Source: Preston Dyches, Jet Propulsion Laboratory

5 Comments on "Cassini Spacecraft Not Affected by Hypothetical Planet 9"

  1. Scott Powell | April 8, 2016 at 9:54 pm | Reply

    I don’t understand why you would imagine that the lack of conclusive data is considered important at all, but it’s not.

    • Scott Powell | April 8, 2016 at 9:56 pm | Reply

      Don’t mind me… I just think it was phrased a little oddly; I see now it is a refutation, not a proof of nonexistence.

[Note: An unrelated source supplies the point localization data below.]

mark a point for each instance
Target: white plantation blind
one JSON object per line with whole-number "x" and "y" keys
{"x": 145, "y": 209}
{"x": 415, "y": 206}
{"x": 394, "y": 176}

  2. would it be o.k. to all the space fans out there to say it again?CMON,IS THAT DAMN PLANET THERE OR NOT?ARE ALL THE TELESCOPES,COMPUTERS, DEEP SPACE PROBES,NOT DESIGNED TO FIND PLANETS, ASTERIODS, COMETS,PLANETIODS,OR OTHER OBJECTS WITH THE CURRENT TECHNOLOGY AVAILABLE?IT TAKES MORE PATIENCE NOT TO INSULT THE INTELLIGENCE,HOWEVER A REMINDER,GALLILEO OBSERVED JUPITER WITH HIS OWN TELESCOPE,GRANTED WE CAN ALL SEE JUPITER WITH THE NAKED EYE,WE CAN SEE THE OTHER KNOWN PLANETS WITH THE AID OF A TELESCOPE,AND YET NO ONE CAN FIND THIS MYSTERY PLANET WITH EVEN HIGHER TECH EQUIPMENT?PERHAPS IF GALLILEO AND HIS CRUDE TELESCOPE WERE HERE,WE COULD FIND IT,AND HOPEFULLY NOT GET THROWN IN THE BRIG BY THE POPE.

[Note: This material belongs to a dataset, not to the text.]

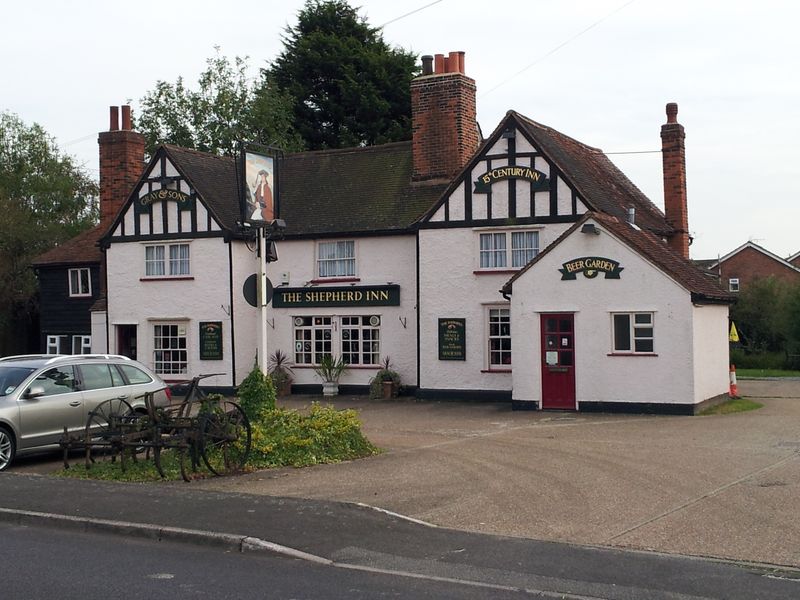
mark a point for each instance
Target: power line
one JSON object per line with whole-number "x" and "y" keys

  3. Philip Haberkorn | April 9, 2016 at 10:52 am | Reply

    Nothing – not Cassini’s path, not Saturn’s orbit – be affected by a “hypothetical planet.” Only an actual planet could affect anything. Maybe if they discover a new planet, they can review their Cassini data and discover an anomaly they aren’t looking for now. Only hypothetical anomalies can be “discovered” at this point, but the anomalies would be caused by the hypothetical thinking, not a planet.

  4. Interesting doublespeak. If a unknown were to influence the orbit of a minor moon (a satellite) it would affect/effect the larger body first?
    interesting, I was taught the other, mass, influence, would vector change the least massive objects first. Even if the minor moon were by a substantial gas giant.